Iron acquisition and expression of iron regulatory proteins in the developing brain: manipulation by ethanol exposure, iron deprivation and cellular dysfunction.

The World Health Organization considers iron deficiency the number one nutritional disorder in the world. In this review, the normal pattern for iron accumulation and expression of iron regulatory proteins (transferrin and its receptor, and ferritin) in brain during development are examined biochemically and at the cellular and molecular levels. Iron and the iron-regulatory proteins are at their highest postnatal concentration in the brain at birth, decline over the preweaning period and then increase to adult levels. Evidence is presented that in utero exposure to alcohol, iron-deficient diets, and dysfunctional oligodendrocytes can influence the normal pattern for iron accumulation in the brain which sets off a cascade of events that results in loss of regulatory control of iron. Because iron is an essential cofactor in neurotransmitter synthesis and myelination altering iron availability during vulnerable periods of development may have a permanent influence both on iron homeostasis in the brain and motor and cognitive function. At the cellular level, iron-positive cells in the subventricular zone and myelinogenic foci are present as early as postnatal day 3. Disruption of oligodendrocyte maturation is associated with altered expression and cellular accumulation of iron, transferrin and the transferrin receptor in brain.
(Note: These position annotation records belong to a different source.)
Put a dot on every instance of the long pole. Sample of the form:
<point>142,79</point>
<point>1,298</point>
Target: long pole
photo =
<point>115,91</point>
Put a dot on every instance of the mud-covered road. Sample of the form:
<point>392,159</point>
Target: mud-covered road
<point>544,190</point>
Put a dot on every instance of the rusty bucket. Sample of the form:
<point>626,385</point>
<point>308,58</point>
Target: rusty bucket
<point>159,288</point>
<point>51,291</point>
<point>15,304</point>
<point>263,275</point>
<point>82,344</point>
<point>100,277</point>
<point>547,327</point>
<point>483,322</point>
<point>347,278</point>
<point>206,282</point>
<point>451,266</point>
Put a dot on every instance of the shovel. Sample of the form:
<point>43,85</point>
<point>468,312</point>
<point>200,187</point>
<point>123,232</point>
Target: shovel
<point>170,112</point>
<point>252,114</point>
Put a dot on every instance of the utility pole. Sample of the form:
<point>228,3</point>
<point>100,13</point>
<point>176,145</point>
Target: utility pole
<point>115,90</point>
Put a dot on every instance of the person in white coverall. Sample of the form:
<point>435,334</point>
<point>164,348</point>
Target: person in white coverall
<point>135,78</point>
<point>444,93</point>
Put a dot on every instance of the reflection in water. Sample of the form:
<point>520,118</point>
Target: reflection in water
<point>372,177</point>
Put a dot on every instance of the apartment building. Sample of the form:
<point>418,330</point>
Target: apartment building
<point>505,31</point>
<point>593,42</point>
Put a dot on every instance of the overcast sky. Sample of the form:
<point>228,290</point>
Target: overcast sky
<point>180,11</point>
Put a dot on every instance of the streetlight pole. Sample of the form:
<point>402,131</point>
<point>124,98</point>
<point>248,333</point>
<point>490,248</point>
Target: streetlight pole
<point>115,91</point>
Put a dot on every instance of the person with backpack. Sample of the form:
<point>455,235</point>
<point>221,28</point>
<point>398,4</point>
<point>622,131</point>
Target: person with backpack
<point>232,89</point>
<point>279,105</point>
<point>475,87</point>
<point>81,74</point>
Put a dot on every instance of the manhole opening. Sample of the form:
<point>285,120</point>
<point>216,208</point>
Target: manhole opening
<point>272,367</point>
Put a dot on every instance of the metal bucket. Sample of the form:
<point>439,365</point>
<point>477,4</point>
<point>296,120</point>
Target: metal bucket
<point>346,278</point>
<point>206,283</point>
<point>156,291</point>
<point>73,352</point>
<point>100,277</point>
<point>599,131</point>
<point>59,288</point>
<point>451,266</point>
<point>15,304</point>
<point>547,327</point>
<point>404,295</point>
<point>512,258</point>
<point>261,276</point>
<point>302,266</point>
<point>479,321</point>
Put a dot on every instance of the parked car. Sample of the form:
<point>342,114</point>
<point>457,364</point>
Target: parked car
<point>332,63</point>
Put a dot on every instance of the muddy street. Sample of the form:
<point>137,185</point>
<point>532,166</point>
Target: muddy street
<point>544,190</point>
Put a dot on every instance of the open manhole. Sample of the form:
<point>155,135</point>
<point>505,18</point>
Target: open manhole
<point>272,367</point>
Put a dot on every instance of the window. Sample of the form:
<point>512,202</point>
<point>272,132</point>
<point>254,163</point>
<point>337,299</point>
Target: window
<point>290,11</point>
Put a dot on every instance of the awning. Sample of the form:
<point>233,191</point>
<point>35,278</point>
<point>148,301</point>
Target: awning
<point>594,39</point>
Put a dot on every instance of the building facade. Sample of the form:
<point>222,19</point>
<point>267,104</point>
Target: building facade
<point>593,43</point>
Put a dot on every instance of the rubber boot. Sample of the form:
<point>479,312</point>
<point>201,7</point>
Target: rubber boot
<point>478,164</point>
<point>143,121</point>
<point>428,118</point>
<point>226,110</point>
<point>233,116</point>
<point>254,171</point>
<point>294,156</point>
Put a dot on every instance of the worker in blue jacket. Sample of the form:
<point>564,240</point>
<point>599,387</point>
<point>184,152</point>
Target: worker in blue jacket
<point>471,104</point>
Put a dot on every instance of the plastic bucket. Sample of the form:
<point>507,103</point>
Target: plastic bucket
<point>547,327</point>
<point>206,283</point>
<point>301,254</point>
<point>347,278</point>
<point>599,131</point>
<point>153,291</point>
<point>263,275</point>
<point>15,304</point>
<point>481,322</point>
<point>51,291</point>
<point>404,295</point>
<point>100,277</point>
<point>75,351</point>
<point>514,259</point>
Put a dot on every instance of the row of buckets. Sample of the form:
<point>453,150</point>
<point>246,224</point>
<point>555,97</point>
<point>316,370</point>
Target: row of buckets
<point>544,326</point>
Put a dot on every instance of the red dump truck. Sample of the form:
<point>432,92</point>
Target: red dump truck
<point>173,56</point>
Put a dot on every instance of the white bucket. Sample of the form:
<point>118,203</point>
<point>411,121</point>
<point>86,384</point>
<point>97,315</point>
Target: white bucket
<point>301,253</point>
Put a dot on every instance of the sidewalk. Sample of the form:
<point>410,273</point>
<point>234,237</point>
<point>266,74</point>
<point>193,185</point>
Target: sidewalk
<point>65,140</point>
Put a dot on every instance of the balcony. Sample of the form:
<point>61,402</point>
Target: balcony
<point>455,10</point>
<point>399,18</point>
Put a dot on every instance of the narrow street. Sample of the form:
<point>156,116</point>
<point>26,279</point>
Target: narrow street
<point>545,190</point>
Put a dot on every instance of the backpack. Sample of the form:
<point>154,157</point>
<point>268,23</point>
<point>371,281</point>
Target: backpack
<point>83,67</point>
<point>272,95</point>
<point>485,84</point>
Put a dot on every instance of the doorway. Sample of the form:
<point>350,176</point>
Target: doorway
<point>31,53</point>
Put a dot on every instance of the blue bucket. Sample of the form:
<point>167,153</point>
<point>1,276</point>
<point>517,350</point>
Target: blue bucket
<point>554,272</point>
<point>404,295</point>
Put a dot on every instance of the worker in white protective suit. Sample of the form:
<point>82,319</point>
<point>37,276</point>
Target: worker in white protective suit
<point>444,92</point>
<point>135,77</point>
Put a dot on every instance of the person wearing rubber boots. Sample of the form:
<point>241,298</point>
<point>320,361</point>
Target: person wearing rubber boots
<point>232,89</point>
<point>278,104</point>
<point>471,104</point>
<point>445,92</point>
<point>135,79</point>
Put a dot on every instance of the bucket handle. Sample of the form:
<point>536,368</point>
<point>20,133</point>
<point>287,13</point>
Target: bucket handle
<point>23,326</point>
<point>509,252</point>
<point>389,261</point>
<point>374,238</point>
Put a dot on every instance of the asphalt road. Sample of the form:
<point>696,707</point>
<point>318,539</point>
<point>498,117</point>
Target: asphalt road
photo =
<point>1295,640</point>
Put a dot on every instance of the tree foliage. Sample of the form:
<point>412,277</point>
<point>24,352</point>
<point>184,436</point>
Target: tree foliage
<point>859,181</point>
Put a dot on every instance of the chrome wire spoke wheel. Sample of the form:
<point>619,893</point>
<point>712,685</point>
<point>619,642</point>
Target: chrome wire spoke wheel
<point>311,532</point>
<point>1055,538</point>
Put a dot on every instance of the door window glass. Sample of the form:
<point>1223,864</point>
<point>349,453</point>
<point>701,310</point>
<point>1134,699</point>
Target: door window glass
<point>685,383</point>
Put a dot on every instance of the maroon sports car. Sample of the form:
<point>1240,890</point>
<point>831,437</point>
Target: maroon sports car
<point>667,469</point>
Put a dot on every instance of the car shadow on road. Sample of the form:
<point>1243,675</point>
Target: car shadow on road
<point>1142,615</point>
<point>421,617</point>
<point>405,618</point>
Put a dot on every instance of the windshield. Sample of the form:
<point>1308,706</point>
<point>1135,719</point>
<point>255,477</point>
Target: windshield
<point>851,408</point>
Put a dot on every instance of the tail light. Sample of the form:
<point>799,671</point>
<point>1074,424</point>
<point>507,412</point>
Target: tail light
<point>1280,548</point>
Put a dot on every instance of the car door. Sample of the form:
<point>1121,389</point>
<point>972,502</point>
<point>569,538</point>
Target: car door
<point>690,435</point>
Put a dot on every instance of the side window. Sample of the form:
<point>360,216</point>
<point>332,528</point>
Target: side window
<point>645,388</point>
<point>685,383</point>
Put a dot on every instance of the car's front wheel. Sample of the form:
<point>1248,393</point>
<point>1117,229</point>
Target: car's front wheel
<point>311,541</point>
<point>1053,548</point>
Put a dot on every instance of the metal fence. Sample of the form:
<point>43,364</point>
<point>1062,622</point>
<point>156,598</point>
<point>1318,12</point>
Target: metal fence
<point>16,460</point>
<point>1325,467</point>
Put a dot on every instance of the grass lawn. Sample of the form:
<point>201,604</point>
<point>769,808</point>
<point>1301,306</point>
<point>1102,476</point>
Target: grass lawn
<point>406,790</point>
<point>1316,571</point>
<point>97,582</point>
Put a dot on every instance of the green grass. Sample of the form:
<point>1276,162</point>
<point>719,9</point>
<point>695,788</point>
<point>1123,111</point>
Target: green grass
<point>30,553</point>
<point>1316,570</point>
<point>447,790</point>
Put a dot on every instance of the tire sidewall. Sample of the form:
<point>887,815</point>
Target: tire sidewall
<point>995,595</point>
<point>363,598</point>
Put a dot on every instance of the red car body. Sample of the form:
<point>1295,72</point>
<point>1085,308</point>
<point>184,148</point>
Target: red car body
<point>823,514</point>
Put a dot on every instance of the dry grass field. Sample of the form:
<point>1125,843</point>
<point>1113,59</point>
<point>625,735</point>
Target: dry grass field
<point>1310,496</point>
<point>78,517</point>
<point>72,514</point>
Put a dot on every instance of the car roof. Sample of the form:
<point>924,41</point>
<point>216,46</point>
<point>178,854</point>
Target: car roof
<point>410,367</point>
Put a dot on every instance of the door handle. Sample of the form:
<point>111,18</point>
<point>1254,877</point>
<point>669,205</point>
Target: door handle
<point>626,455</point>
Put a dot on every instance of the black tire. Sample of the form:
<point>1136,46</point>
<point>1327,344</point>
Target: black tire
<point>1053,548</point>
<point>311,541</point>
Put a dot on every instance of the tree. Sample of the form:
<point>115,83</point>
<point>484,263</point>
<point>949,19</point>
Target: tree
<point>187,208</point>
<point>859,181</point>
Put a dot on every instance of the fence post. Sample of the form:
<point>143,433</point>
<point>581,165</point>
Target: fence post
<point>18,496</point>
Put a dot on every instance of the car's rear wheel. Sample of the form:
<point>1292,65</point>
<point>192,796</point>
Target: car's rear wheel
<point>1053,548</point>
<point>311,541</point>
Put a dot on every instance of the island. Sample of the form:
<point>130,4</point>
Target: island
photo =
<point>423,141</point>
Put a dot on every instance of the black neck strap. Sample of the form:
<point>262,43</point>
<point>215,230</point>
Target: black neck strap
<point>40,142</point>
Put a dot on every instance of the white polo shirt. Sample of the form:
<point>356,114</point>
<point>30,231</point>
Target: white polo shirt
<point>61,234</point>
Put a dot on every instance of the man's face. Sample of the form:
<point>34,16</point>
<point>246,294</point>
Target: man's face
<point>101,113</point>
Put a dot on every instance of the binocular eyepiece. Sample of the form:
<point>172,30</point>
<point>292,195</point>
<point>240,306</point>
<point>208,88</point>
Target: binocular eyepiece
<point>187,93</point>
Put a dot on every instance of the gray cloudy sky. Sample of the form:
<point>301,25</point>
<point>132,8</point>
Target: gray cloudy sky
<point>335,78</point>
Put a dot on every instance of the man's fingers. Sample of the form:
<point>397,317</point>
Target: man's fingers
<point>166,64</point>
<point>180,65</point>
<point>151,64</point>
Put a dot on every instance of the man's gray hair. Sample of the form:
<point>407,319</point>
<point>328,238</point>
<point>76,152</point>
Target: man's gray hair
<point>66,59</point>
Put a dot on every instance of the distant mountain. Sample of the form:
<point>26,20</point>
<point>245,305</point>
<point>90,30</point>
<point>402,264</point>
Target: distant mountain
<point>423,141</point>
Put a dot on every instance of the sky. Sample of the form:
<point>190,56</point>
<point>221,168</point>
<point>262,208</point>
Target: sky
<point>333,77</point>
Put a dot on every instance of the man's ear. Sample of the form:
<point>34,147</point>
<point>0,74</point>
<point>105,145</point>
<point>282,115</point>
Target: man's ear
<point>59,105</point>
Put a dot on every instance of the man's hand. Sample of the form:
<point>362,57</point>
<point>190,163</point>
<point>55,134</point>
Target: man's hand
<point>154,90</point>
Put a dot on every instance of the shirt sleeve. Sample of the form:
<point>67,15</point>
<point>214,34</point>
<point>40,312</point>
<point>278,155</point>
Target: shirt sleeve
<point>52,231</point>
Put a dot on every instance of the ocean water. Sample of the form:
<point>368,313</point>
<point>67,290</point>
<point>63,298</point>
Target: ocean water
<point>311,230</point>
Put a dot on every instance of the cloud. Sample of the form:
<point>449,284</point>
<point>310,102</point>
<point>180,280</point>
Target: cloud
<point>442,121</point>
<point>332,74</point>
These data indicate that iron delivered via transferrin and its receptor is intrinsically involved in oligodendrocyte maturation and thus plays a critical role in the onset of myelination. In the adult, oligodendrocytes are the predominant iron-regulatory cell in the brain by virtue of their high content of iron, transferrin and ferritin. From these studies we conclude oligodendrocytes may be responsible for iron regulation in the brain at the cellular level and that brain iron regulatory mechanisms are vulnerable to manipulation during postnatal development.